A very insightful and even-handed history of anti-poverty programs in the United States. The book's focus is on federal programs, and specifically federal programs since the 1930s, but even in that well-researched field it contains much that is surprising and new.
One fascinating part of the book is its consistent remainder that "poverty" is ultimately an ambiguous term, one which consistently shifts in its meaning. For instance, the "poverty line," the amount of annual income below which a family or individual is regarded as poor, has gradually ratcheted upwards over the last century. Robert Hunter, in his 1904 book "Poverty," stated that 12 percent of the U.S. population was impoverished, or earned the equivalent of under $460 a year for a family of five ($300 for a family in the rural South). He said this was the minimum that allowed people to "obtain those necessaries which will permit them to maintain a state of physical efficiency." A little later Father John Ryan said that a "living wage" (a term which he invented) was $600 to $800 depending on locations for a family of three. A Brookings Institution study of 1934 ("America's Capacity to Consume") said that the basic necessities budget was $2000 (about twice Hunter's line in real dollars), and even in the midst of the Depression fewer families fell under it than back in 1900. In 1962 the Social Security Administration said it was $3000 for a family of four or $1,500 for an individual, and they made no location adjustment. Although that "poverty line" has defined poverty in America ever since, even with inflation adjustments the average person under the line has much greater access to cars, televisions, and housing than a poor person in the 1960s. Today, according to this line, 12% of the population is regarded as living "in poverty," almost the exact same percentage that Hunter believed was impoverished over 100 years earlier. Yet today's poor are infinitely better off than those who inhabited earlier industrial coketowns or sharecropped the Deep South. Despite his concern with continuing privation, Patterson draws attention to our tremendous success in reducing poverty, or at least alleviating it, in the United States.

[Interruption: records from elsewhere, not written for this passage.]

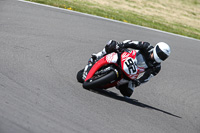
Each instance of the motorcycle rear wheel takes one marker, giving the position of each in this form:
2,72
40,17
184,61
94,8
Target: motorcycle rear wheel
99,82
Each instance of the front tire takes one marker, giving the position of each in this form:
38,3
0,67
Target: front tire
79,76
91,84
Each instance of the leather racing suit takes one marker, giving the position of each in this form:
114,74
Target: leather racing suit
145,50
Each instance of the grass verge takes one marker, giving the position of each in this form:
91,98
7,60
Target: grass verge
125,16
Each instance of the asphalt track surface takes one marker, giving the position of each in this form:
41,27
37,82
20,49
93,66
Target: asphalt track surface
41,50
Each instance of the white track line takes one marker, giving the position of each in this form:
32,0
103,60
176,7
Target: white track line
108,19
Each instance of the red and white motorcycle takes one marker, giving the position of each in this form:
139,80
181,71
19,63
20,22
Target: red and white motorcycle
109,70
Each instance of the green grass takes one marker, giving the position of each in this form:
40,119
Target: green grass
126,16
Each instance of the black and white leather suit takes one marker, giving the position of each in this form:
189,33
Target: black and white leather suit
152,68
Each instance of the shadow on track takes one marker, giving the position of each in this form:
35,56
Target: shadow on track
131,101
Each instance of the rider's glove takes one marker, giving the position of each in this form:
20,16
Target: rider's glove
94,57
136,82
119,46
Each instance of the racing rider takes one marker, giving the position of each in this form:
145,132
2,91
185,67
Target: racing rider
147,56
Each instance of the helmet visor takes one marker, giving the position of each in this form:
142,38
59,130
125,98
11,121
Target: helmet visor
161,54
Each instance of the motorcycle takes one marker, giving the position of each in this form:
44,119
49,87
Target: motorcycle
108,71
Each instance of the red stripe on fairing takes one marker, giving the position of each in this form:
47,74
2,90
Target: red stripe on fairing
96,67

Patterson also complicates pictures of a unified "culture of poverty." Though such a position has had adherents on both the left and the right at least since Hunter and Joseph Dollard, Patterson reminds us that a large proportion of the poor have always been children, the aged, and the disabled. Also, only a small percentage of "the poor" stay poor for long stretches of time. Any attempt to create a single conception of "poverty" and its culture inevitability ignores such variety. In the early 1900s the dominant image of the poor was of immigrant slums, a la Jacob Riis; in the 1930s it was rural poverty, as presented by Walker Evans; in the 1960s it was black inner cities, as portrayed by writers like James Baldwin. All ignored the poor who continuing to exist and suffer in other climes and environments. Patterson reminds us that the people in poverty are as varied as the nation (though not necessarily representative of the nation).
The main problem with this book is like numerous 20th century histories it is loaded with disjunct facts and figures, often given with little context. Patterson sometimes tries so hard to be balanced that he'll present facts that directly contradict each other and not try to come to any resolution. Still, the history contained here is crucial for anyone concerned with how our nation should continue to direct our vital anti-poverty efforts.
I read this book in graduate school and it opened my eyes to government manipulation of the poor, but also sincere government officials trying their best to help the poor.